WASHINGTON — Paul Mason was once one of the world’s fattest men, tipping the scales at 980 pounds. He had bariatric surgery in 2010 that left him 650 pounds lighter, but with a dangerous amount of excess skin.
“This was definitely an extreme case,” says Bethesda plastic surgeon Joe Michaels, part of a team that removed approximately 48 pounds of Mason’s skin during a nine-hours-plus operation Tuesday at Lenox Hill Hospital in New York.
They started with his abdomen, and once they determined Mason was stable, they moved on to remove all the excess skin on his thighs that was creating problems with balance and walking.
The three doctors involved — lead surgeon Jennifer Capla from Lenox Hill, J. Peter Rubin from the University of Pittsburgh Medical Center and Michaels — all donated their services, as did the hospital. None had ever operated on a patient who had lost so much weight.
Mason is British, and while the state health system there agreed to pay for his bypass surgery, it would not provide a follow-up operation to remove excess skin, even though it was the source of recurrent infections.
It was Capla, the surgeon with Lenox Hill Hospital, who first heard of his plight. She reached out to Mason, and assembled a team of specialists in post-weight loss body contouring — the fastest growing trend in plastic surgery.
Michaels says an explosion in bariatric surgery is fueling the demand, with more than 200,000 gastric bypass operations performed each year.
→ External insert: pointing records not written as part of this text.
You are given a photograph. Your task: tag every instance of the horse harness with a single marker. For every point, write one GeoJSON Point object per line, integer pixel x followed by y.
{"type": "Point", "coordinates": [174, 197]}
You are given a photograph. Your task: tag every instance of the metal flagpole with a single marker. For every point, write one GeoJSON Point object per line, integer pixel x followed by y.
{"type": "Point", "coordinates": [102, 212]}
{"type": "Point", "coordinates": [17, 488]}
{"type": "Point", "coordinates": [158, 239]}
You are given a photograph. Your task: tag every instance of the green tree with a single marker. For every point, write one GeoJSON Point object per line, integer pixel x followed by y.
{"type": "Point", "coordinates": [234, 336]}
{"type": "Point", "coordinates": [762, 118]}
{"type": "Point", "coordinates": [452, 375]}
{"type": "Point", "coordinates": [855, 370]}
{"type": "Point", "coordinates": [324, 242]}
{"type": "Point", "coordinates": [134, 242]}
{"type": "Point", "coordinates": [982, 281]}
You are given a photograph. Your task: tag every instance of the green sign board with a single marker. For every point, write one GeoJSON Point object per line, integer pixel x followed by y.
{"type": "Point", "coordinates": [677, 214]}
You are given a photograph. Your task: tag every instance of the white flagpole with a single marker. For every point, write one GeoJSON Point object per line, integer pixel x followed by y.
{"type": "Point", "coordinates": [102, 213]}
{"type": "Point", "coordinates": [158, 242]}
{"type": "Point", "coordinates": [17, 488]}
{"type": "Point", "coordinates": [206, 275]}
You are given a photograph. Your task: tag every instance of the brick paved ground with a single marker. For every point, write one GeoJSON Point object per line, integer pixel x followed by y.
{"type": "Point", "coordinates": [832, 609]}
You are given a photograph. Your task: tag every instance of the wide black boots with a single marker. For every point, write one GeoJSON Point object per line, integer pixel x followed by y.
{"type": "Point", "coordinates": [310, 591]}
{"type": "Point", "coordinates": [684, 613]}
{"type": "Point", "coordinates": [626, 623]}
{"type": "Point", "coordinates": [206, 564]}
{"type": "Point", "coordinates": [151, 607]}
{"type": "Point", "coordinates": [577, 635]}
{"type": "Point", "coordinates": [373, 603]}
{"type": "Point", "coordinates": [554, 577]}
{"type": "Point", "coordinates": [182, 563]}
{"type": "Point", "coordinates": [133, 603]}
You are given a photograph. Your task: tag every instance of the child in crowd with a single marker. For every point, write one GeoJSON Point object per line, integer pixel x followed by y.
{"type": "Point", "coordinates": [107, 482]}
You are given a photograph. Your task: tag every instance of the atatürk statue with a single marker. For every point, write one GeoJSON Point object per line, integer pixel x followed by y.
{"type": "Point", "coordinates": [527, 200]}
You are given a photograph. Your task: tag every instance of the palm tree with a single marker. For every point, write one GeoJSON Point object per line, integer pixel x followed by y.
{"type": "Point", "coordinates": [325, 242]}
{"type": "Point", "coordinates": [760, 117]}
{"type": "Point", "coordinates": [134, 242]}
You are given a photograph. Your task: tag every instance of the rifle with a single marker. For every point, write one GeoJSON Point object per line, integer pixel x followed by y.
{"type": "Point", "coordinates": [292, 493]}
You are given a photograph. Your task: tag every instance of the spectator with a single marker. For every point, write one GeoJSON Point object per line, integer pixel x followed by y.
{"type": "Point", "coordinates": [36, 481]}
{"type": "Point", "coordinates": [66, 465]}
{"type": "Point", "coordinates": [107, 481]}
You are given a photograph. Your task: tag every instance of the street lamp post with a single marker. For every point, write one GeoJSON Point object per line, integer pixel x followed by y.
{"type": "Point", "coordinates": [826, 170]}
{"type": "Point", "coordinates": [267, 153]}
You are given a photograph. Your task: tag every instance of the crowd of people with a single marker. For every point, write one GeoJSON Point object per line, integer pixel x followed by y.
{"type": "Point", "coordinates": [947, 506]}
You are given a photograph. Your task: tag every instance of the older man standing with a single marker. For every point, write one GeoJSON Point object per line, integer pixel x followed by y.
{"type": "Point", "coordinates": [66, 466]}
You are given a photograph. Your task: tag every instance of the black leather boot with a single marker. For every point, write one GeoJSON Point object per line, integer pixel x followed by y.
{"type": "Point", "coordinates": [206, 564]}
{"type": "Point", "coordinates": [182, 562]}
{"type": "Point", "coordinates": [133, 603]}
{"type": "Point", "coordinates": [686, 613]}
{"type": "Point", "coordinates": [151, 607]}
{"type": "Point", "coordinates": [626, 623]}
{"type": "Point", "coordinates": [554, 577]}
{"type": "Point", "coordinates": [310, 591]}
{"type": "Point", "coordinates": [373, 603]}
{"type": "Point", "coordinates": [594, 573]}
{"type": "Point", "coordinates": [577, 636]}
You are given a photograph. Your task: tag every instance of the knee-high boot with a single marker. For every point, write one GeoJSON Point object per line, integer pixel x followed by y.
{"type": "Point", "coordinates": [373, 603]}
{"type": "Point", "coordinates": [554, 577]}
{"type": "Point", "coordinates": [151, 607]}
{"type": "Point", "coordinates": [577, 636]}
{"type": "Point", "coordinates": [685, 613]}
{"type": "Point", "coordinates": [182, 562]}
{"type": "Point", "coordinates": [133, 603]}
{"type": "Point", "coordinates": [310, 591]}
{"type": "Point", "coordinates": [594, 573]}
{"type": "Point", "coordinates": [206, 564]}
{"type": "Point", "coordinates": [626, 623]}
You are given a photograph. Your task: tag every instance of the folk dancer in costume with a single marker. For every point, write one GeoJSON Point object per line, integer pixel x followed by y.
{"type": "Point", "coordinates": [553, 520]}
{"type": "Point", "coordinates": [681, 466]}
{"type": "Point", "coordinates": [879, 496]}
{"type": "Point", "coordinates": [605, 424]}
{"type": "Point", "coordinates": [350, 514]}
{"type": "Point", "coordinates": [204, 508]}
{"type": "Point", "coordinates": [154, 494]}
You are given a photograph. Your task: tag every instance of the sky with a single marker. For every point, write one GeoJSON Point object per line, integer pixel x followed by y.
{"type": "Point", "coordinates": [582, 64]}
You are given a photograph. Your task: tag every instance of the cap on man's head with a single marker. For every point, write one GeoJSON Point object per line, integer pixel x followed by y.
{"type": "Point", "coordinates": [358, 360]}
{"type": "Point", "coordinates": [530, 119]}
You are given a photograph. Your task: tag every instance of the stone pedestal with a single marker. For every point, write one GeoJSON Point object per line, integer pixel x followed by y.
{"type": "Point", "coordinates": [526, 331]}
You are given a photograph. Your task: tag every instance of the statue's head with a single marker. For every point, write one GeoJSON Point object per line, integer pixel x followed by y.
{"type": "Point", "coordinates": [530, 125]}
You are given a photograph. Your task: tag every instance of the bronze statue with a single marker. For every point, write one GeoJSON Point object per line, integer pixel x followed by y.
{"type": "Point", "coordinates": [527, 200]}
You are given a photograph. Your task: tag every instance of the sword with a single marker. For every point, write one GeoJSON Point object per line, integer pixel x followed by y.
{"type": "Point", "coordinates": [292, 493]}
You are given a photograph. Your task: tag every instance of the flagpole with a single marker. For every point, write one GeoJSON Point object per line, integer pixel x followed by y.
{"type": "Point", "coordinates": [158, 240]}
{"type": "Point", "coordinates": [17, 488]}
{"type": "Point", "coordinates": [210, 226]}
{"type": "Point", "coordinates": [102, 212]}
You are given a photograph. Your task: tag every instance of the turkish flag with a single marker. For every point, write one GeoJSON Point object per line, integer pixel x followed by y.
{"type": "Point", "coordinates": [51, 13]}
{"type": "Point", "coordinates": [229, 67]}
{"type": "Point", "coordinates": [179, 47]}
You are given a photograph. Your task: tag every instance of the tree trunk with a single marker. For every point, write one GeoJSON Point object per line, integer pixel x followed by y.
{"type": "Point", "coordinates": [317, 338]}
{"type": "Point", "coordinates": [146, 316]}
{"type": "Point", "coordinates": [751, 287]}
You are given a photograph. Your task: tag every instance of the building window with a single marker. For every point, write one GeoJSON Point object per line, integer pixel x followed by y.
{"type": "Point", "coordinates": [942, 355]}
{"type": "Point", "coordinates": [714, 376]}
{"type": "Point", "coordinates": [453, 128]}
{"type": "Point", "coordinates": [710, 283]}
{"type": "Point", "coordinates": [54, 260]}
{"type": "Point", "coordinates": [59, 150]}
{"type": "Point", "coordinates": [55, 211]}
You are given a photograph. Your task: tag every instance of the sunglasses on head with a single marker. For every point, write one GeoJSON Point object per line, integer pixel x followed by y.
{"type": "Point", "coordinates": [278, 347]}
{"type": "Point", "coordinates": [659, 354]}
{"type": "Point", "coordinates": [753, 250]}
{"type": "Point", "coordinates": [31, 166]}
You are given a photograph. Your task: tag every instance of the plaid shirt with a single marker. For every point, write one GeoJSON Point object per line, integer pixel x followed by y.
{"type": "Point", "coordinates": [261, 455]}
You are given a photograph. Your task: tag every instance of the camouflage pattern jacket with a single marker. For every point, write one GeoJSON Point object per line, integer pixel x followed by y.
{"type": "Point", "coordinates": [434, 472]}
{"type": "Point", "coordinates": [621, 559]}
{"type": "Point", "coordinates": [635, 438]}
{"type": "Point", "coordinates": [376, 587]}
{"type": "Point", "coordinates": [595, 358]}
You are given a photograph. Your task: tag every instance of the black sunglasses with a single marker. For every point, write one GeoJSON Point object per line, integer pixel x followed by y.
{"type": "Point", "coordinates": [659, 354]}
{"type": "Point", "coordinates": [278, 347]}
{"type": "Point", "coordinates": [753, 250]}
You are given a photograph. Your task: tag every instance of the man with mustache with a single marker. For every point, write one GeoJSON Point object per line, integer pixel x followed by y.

He estimates that about 80 percent of those patients want to have body contouring, and about a third actually go through with it. Insurance generally only helps with the costs when the excess skin is proven to be a health hazard, putting the surgery out of reach of some. There also is a problem of access, since the procedure requires a doctor with special training,
For those patients that do get loose skin removed after significant weight loss, the benefits can be enormous.
“There is a lot of research that recently has come out that shows that patients who have body contouring after their weight loss, are better able to maintain that weight loss over the long term,” Michaels says.
He calls these operations to remove loose skin “life changing.” That was certainly the case for Paul Mason, who is doing well post-op, and will have more surgery down the road to remove excess skin from his arms and back.